Legacy ingress services for Kubernetes include multiple disparate solutions. The services and products contain independent components that are difficult to manage and troubleshoot. The ingress services have reduced observability capabilities with little analytics, and they lack comprehensive visibility into the applications that run on the system. Cloud-native automation is difficult in the legacy ingress services.

In comparison to the legacy Kubernetes ingress services, NSX ALB has comprehensive load balancing and ingress services features. As a single solution with a central control, NSX ALB is easy to manage and troubleshoot. NSX ALB supports real-time telemetry with an insight into the applications that run on the system. The elastic auto-scaling and the decision automation features highlights the cloud-native automation capabilities of NSX ALB.

To configure the NSX ALB on your workload clusters, see Configure NSX Advanced Load Balancer.

NSX ALB also lets you configure L7 ingress for your workload clusters by using one of the following options:

L7 Ingress in ClusterIP Mode

This option enables NSX Advanced Load Balancer L7 ingress capabilities, including sending traffic directly from the service engines (SEs) to the pods, preventing multiple hops that other ingress solutions need when sending packets from the load balancer to the right node where the pod runs. This option is fully supported by VMware. However, each workload cluster needs a dedicated SE group for Avi Kubernetes Operator (AKO) to work, which could increase the amount of SEs you need for your environment.

L7 Ingress in NodePortLocal Mode

Like the option above, this option avoids the potential extra hop when sending traffic from the NSX Advanced Load Balancer SEs to the pod by targeting the right nodes where the pods run, this time by leveraging the integration between NSX Advanced Load Balancer and Antrea. With this option, the workload clusters can share SE groups. However, VMware support will not assist in configuring or troubleshooting this option.

L7 Ingress in NodePort Mode

NodePort mode is the default mode when AKO is installed on Tanzu Kubernetes Grid. This option allows your workload clusters to share SE groups and is fully supported by VMware. In this mode, traffic will leverage standard Kubernetes NodePort behavior, including its limitations, and will require services to be of type NodePort.

NSX ALB L4 ingress with Contour L7 ingress

This option lets workload clusters share SE groups, it is supported by VMware, and requires minimal setup. However, you will not have all the NSX Advanced Load Balancer L7 ingress capabilities.
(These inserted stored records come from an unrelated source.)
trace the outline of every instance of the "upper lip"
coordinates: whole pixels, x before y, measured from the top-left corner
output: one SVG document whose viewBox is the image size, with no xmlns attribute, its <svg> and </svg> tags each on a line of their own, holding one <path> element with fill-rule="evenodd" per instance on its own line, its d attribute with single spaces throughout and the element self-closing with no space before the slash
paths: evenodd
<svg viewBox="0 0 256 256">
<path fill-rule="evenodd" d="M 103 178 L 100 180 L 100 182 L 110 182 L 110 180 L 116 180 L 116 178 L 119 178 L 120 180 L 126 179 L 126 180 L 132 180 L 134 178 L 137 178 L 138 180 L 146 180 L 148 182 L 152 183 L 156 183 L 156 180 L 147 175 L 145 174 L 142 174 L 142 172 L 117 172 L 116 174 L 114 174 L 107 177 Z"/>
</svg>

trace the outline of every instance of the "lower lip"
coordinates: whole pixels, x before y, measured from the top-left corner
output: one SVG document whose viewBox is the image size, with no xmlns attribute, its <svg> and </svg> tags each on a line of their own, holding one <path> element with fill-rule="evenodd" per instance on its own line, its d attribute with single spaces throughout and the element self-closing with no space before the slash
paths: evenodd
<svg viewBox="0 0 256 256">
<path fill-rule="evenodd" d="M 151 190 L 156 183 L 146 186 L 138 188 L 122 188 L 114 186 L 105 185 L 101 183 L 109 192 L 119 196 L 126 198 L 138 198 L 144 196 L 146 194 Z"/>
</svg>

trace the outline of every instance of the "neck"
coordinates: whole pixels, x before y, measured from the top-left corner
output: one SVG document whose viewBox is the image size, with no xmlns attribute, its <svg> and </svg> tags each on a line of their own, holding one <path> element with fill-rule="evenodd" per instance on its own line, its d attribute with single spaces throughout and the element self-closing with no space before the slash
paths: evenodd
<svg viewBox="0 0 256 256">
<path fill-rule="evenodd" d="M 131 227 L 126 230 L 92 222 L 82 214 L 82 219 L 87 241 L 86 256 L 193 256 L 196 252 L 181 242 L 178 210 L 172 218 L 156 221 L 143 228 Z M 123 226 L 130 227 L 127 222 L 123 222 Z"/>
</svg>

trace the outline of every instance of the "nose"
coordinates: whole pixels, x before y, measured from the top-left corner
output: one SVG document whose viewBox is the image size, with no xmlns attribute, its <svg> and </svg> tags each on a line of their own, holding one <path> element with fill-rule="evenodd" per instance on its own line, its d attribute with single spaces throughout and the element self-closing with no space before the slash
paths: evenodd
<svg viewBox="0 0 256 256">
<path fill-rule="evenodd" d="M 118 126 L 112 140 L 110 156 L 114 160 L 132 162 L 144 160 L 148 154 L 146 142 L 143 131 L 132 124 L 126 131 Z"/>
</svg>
NSX ALB L7 ClusterIP mode NSX ALB L7 NodePortLocal mode NSX ALB L7 NodePort mode NSX ALB L4 with Contour L7
Minimal SE groups required N Y Y Y
VMware supported Y N Y Y
NSX ALB L7 ingress capabilities Y Y Y N

To configure the NSX ALB L7 ingress, see Configuring L7 Ingress with NSX Advanced Load Balancer.

NSX ALB as a Control Plane Endpoint Provider

You can use NSX ALB as the control plane endpoint provider in Tanzu Kubernetes Grid. The following table describes the differences between NSX ALB and Kube-Vip, which is the default control plane endpoint provider in Tanzu Kubernetes Grid.

Kube-Vip NSX ALB
Sends Traffic to Single control plane node
Multiple control plane nodes
Requires configuring endpoint VIP Yes
Assigns VIP from the NSX ALB static IP pool

To configure NSX Advanced Load Balancer as a cluster’s control plane HA Provider, see NSX Advanced Load Balancer.

To change a cluster’s control plane HA Provider to NSX Advanced Load Balancer, see Configure NSX Advanced Load Balancer.

NSX Advanced Load Balancer Deployment Topology

NSX Advanced Load Balancer includes the following components:

  • Avi Controller manages VirtualService objects and interacts with the vCenter Server infrastructure to manage the lifecycle of the service engines (SEs). It is the portal for viewing the health of VirtualServices and SEs and the associated analytics that NSX Advanced Load Balancer provides. It is also the point of control for monitoring and maintenance operations such as backup and restore.
  • Avi Kubernetes Operator (AKO) is a Kubernetes controller that each cluster runs on one of its nodes. Each AKO pod uses its cluster’s Kubernetes API to watch for changes in the cluster’s LoadBalancer and Ingress specifications, or other relevant custom resource definitions. When the AKO detects a change, it calls the Avi Controller API to make the change in the Avi resources, for example create a new load balancer VirtualService object and connect it with pods running in the cluster.
  • AKO Operator on the management cluster manages the lifecycle and configuration of the AKO on each workload cluster, and can make runtime changes to the AKO configuration.
  • Service Engines (SE) implement the data plane in a VM.
  • SE Groups group Service Engines into isolated sets, for example to dedicate them to specific namespaces. This lets you control SEs collectively and set maximum SE counts for different resource types, such as CPU and Memory.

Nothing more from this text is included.